With the end of 2020 comes a well-earned break after a long and extremely difficult year. In the first installment of our 3-part holiday driving series, we focus on the importance of driver attitude.
With the end of the year comes a well-earned break after a long and extremely difficult year. Typically, there’s a lot of traveling during this period. In keeping with Continental’s Vision Zero strategy that aims to reduce and eventually eliminate road traffic collisions, injuries and fatalities, we encourage all motorists and their families to play an active role in road safety this Festive Season.
One of the most importance elements of road safety is the driver and his or her attitude when behind the wheel. Follow these basics of safe holiday driving:
- Rest Before You Drive: Have a good night’s rest before heading on any long journey. Around eight hours of sleep is ideal.
- Don’t Drink and Drive: Drunk driving is a major contributing factor in road accidents and deaths in South Africa. Consuming just one or two drinks may put you over the legal limit. It’s simple: if you drink, don’t drive. And if you’re driving, be responsible and don’t drink!
- Don’t Drive Distracted: Using a phone while driving has rapidly become one of the biggest causes of accidents around the world, and is just as dangerous as drunk driving. Use a Bluetooth car kit if necessary, and keep your eyes on the road!

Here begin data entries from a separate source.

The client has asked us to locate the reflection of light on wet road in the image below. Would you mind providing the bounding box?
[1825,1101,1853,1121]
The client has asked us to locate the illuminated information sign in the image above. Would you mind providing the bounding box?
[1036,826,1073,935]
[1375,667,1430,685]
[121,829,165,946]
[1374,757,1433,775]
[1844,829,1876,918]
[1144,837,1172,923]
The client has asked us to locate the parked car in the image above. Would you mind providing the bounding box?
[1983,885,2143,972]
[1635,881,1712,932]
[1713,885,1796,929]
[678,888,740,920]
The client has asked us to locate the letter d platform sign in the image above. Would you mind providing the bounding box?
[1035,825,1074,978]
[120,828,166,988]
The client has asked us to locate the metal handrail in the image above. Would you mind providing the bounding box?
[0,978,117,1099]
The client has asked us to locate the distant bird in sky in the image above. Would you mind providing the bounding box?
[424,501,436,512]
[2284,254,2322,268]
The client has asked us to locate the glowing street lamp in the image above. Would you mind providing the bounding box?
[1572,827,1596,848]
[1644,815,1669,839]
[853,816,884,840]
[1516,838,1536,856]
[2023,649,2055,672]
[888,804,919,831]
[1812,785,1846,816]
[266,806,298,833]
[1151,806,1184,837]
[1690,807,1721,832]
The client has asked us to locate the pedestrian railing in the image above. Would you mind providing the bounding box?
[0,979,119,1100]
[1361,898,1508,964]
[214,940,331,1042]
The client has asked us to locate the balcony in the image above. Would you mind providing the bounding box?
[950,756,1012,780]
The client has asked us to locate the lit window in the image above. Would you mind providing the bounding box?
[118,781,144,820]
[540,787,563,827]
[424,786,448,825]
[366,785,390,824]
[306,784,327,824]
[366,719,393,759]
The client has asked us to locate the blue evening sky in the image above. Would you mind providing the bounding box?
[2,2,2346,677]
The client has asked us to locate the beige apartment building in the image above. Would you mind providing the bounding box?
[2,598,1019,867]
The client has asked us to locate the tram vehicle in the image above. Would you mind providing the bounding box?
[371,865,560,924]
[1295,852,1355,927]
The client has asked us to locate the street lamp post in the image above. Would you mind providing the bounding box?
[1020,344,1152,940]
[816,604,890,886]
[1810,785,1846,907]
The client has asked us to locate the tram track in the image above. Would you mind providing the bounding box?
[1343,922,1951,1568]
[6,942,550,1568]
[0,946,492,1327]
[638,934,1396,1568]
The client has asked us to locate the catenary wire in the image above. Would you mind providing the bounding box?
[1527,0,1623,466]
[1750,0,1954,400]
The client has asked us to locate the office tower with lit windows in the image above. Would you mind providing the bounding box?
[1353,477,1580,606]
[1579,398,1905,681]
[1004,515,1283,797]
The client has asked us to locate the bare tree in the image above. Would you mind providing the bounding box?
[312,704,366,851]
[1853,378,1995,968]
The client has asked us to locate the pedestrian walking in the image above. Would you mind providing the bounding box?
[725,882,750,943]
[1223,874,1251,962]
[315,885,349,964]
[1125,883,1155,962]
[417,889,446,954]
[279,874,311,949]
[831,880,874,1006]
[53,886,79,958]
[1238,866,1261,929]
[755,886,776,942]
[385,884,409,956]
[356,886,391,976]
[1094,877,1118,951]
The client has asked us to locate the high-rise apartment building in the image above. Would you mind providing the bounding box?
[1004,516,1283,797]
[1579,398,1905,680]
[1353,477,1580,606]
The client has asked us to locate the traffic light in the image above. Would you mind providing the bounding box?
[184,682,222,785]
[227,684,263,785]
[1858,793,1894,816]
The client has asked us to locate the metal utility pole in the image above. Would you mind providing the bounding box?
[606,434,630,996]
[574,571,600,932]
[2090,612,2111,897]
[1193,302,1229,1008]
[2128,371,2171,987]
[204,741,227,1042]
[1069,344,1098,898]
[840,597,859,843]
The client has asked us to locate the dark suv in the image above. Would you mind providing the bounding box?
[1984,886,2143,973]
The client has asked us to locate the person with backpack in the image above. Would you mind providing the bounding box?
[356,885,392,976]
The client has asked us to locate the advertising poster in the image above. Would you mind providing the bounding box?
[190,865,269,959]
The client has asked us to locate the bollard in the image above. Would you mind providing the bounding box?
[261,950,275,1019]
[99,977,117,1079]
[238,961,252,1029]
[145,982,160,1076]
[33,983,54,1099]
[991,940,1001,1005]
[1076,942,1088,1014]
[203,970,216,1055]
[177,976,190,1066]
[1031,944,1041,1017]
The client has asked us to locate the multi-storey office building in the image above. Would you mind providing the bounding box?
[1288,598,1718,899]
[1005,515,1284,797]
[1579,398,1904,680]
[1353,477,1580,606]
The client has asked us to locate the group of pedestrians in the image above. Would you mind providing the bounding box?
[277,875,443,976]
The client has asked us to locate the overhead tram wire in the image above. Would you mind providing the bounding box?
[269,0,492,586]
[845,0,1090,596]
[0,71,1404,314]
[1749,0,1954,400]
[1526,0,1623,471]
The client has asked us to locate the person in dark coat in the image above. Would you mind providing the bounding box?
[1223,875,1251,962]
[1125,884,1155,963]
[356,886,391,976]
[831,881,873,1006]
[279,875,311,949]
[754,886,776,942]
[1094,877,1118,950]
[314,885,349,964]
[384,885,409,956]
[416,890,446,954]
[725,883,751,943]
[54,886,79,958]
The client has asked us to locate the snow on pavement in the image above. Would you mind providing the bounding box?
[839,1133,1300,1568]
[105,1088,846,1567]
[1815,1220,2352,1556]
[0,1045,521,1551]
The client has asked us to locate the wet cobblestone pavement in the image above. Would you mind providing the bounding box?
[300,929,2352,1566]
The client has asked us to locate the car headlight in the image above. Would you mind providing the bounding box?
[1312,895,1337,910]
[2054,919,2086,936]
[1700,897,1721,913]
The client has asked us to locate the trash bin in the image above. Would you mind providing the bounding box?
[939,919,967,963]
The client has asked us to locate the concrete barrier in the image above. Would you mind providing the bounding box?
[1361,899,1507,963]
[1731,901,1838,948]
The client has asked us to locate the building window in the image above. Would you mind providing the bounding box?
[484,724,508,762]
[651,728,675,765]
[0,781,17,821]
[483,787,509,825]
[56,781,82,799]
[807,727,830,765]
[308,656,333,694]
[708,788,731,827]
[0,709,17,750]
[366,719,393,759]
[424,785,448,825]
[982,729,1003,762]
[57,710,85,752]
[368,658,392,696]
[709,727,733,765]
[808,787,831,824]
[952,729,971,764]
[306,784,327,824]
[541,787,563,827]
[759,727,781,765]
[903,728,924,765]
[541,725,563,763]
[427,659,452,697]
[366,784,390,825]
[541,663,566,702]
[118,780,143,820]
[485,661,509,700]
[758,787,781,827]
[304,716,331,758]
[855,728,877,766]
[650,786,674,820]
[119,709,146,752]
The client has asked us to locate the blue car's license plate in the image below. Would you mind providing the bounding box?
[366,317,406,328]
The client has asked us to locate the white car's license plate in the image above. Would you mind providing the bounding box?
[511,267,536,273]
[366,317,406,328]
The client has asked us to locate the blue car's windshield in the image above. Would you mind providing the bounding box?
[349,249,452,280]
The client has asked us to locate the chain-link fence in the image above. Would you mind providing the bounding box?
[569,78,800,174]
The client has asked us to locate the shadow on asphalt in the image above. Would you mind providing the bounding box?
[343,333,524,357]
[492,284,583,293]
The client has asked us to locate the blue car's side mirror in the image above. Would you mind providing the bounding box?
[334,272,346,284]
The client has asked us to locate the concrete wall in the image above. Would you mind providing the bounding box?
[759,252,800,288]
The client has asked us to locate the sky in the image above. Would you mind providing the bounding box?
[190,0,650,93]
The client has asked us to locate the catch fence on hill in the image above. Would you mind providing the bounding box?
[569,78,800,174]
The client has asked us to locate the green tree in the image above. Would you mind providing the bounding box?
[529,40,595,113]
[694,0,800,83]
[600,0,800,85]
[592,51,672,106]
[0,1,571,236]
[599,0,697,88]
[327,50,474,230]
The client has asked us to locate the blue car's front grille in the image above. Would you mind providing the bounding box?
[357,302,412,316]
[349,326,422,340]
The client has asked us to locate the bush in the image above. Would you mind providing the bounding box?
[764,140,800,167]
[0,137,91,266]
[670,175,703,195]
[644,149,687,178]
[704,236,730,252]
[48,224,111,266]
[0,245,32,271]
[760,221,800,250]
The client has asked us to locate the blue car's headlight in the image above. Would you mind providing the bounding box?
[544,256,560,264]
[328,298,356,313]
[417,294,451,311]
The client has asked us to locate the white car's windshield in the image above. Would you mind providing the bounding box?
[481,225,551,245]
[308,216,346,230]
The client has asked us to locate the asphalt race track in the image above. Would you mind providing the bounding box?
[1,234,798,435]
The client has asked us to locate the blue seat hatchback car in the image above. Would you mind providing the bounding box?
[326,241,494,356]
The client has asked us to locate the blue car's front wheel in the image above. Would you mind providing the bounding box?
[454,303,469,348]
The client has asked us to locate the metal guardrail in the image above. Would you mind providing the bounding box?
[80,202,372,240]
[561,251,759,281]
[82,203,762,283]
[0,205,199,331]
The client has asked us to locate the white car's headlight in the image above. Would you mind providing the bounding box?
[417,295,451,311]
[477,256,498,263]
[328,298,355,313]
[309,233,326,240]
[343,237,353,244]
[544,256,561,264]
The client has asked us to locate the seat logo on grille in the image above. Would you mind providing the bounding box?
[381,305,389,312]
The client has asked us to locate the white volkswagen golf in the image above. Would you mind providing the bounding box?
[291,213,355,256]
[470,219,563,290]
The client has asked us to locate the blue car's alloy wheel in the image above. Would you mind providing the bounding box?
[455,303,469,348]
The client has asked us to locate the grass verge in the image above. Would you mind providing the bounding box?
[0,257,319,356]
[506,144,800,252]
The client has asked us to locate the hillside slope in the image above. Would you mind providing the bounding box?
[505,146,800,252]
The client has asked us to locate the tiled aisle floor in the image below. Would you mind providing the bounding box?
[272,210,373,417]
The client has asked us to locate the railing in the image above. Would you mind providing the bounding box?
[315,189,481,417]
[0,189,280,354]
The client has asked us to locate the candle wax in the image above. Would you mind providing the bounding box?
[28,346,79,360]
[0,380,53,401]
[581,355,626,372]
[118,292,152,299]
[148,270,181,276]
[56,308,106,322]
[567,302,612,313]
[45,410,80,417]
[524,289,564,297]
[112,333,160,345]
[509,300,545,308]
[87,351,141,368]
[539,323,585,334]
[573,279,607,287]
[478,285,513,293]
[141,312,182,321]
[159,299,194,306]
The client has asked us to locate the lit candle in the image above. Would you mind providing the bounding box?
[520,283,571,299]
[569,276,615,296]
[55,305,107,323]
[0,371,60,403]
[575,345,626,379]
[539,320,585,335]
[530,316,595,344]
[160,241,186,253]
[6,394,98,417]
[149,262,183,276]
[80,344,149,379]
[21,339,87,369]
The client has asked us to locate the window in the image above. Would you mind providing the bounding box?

- Take A Break Every Two Hours: Take regular breaks throughout your trip, stopping approximately every two hours. Driver fatigue is one of the leading causes of accidents – so if you’re tired, stop to change drivers or have a rest.
- Safety Belts: Safety belts must be worn by everyone in the car (both front and rear occupants), at all times. It’s your primary safety device, so don’t take chances! Young children should be strapped into an age-appropriate baby seat or a booster seat.
- Speed: Stick to the stipulated speed limits throughout your journey. Speed limits are set with your safety in mind, as well as that of fellow motorists and pedestrians. Rather take it easy and enjoy the journey!
- Following Distances: Maintain a 3-second following distance from the vehicle ahead, which gives you space to slow down or stop if necessary. If visibility is reduced due to rain or mist, or when driving at night, increase the gap to 6 seconds.
- Keep Left, Pass Right: The age-old rule of driving remains an important one, to ensure the smoothest possible flow of traffic, and to reduce congestion and frustration in traffic. Stick to the left lane, and use the right lane for passing manouevres.
- Emergency Access: If there’s an accident ahead, keep the shoulder of the road clear so that emergency vehicles can make their way to the scene as soon as possible. Clogging the entire road only leads to further delays – both for the accident victims who may need critical medical care (you never know, it could be your family or friends), and for all of the affected road users.